Esa noche, dijo la mujer, tuvo una breve conversación con Maikel, quien le confirmó que estaba con otra mujer y le colgó el teléfono. Indicó que desde entonces no ha tratado de hablar con ella de nuevo. Y su hijo ha dejado de preguntar por su padre.

Cuando llegó la noticia de que los nueve hombres estaban en Florida, decenas de jóvenes, hombres y mujeres, del barrio donde vivían en Camagüey comenzaron a construir balsas.

Individuos que vendían pan en las esquinas o que manejaban bicitaxis desaparecieron repentinamente. Las explicaciones que dan sus familiares son casi siempre las mismas: partieron hacia Estados Unidos.

Yoanni Guerra Garrido, de 35 años, formaba parte del grupo de Cárdenas, pero desistió de zarpar a último momento. Desde entonces ha intentado irse por mar tres veces.

Guerra calcula que unas 200 personas de Porvenir, un barrio de calles polvorientas con unas 1.500 viviendas, han tratado de irse en balsas. Agregó que unos 40 lograron llegar a Estados Unidos.

«Los viran (devuelven)», expresó, aludiendo al resto. «Hay otros que, a lo mejor, están desaparecidos».

En uno de sus intentos, Guerra y su esposa fueron pillados por la policía. En otros dos, su embarcación se rompió en el mar, una vez muy cerca de las Bahamas. Él y su esposa fueron rescatados y devueltos a Cuba.

«Es triste y difícil», manifestó Guerra. «Te da sed, te da hambre, te da miedo porque no ves nada, solo agua por todos lados. Y no es un barco de verdad, solo un poco de hierro».

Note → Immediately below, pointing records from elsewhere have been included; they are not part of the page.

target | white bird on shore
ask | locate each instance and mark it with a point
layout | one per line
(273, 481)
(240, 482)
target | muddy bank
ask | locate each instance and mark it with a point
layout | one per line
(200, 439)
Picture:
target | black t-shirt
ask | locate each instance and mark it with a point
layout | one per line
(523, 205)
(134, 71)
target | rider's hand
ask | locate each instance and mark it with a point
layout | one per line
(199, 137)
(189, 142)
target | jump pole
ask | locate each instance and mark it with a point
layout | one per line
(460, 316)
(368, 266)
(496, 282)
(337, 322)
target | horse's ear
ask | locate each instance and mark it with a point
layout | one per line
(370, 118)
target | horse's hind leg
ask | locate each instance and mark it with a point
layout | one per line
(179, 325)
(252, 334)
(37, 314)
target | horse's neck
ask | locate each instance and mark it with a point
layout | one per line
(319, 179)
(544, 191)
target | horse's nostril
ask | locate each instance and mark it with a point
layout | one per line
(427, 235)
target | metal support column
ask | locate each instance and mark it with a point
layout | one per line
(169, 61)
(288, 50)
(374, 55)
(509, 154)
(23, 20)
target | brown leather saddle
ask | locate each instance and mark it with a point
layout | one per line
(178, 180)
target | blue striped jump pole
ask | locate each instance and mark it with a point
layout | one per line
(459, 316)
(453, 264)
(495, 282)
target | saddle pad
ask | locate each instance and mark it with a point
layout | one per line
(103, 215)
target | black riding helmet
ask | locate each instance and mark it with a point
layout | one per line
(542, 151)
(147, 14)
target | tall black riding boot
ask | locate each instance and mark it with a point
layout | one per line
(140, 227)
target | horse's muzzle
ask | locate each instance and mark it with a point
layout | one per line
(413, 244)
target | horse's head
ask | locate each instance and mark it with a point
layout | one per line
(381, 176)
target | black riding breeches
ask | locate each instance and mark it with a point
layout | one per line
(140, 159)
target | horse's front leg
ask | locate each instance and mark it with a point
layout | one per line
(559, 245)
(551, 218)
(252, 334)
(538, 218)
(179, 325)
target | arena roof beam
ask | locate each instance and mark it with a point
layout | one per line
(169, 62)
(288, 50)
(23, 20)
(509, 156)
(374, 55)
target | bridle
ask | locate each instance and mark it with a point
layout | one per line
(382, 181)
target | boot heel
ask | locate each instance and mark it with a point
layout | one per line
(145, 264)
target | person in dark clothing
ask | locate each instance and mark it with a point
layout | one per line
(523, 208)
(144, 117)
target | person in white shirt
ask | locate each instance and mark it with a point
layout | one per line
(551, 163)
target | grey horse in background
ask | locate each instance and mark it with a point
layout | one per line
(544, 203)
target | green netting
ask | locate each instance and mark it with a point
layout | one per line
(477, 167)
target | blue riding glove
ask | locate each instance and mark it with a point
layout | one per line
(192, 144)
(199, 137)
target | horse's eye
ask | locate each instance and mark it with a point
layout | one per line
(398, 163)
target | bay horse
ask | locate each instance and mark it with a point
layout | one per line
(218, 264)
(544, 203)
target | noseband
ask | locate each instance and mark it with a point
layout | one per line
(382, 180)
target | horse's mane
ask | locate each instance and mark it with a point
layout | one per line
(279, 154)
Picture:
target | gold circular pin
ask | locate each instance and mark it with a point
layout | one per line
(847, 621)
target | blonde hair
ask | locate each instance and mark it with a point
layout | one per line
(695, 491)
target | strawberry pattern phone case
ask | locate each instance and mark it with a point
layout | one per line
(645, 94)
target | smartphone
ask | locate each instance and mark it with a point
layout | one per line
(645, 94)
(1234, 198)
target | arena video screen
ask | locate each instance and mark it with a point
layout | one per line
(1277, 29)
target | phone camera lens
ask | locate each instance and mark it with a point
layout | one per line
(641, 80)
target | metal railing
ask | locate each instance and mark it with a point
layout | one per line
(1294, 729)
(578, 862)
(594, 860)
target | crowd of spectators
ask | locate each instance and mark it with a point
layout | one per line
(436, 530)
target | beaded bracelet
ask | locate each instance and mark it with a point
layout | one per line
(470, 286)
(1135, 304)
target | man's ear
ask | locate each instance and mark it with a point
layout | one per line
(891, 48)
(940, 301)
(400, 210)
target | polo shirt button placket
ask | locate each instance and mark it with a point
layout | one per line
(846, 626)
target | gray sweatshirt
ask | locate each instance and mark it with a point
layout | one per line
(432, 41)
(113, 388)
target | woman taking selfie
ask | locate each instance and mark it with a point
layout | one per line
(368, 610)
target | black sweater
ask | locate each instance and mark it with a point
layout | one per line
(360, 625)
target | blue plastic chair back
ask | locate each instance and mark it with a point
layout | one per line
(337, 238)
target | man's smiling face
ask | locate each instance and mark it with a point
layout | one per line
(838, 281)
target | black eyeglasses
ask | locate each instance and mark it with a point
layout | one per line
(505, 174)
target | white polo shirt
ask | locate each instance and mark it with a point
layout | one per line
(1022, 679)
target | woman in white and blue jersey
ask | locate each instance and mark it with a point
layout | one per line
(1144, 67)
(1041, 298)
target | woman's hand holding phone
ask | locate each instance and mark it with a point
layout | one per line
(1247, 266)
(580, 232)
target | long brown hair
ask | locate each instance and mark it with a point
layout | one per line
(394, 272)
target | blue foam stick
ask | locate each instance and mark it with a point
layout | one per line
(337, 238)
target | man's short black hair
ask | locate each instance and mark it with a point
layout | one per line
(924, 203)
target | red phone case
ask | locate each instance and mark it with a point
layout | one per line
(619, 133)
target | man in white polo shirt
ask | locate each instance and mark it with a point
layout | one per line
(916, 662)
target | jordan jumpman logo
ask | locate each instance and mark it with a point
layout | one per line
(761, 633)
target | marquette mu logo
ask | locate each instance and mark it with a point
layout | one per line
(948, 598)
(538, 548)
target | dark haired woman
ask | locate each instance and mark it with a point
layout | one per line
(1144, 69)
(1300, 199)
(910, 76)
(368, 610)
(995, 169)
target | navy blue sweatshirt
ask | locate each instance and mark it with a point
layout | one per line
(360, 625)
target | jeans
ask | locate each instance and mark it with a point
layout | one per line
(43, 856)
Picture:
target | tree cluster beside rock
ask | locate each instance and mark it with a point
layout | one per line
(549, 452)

Cada vez que lo ha intentado, Guerra ha sido detenido y él y su esposa fueron multados con 3 mil dólares. Guerra afirma que las autoridades cubanas lo hostigan, lo siguen a todos lados, y le dificultan trabajar. Trata de mantener a sus dos hijos criando cerdos.

«Ya no me queda nada», dijo Guerra. «¡Nada!».

Olea Lastre, una peluquera de 46 años, espera horas, que parecen días, en la casa azul de hormigón que construyó con su marido. Se mantienen en contacto a través de llamadas telefónicas y correos electrónicos.

Antonio Cárdenas, de 50 años, trabajaba en el campo y vendía mercancías en el mercado negro. Ahora le escribe a su esposa mensajes que dicen «eres mi todo» durante los recreos en la planta empacadora de carne que lo empleó en Oregón, donde se radicó con su hijo y un hijastro a través de una agencia de beneficencia.

En junio su hija Olia Cárdenas, de 18 años, comenzó a sentir fiebre y fuertes dolores de cabeza. Los médicos sospecharon que tenía dengue. Fue hospitalizada y estuvo inconsciente por una reacción alérgica a las medicinas.

Lastre nunca le dijo a su esposo lo grave que había estado la hija.

«Casi se muere», dijo Olea Lastre, moviendo nerviosamente sus dedos por el mantel de la mesa de la cocina. «Pasé por todo eso sola».

En febrero, Olea y otras mujeres de Porvenir, cuyos maridos están en Estados Unidos, contrataron a un profesor para que fuese a la casa dos veces a la semana a enseñarles inglés por cinco dólares al mes. Aprendieron los saludos y algunas frases que podrían ayudarlas a conseguir trabajo.

Pero hay días en los que Lastre teme que jamás volverá a ver a su hijo y a su marido. Tiene pesadillas en las que se imagina que algo terrible les ha sucedido. En esos días, Cárdenas la consuela.

«No te preocupes», le dice por teléfono, «que la vejez la vamos a pasar juntos».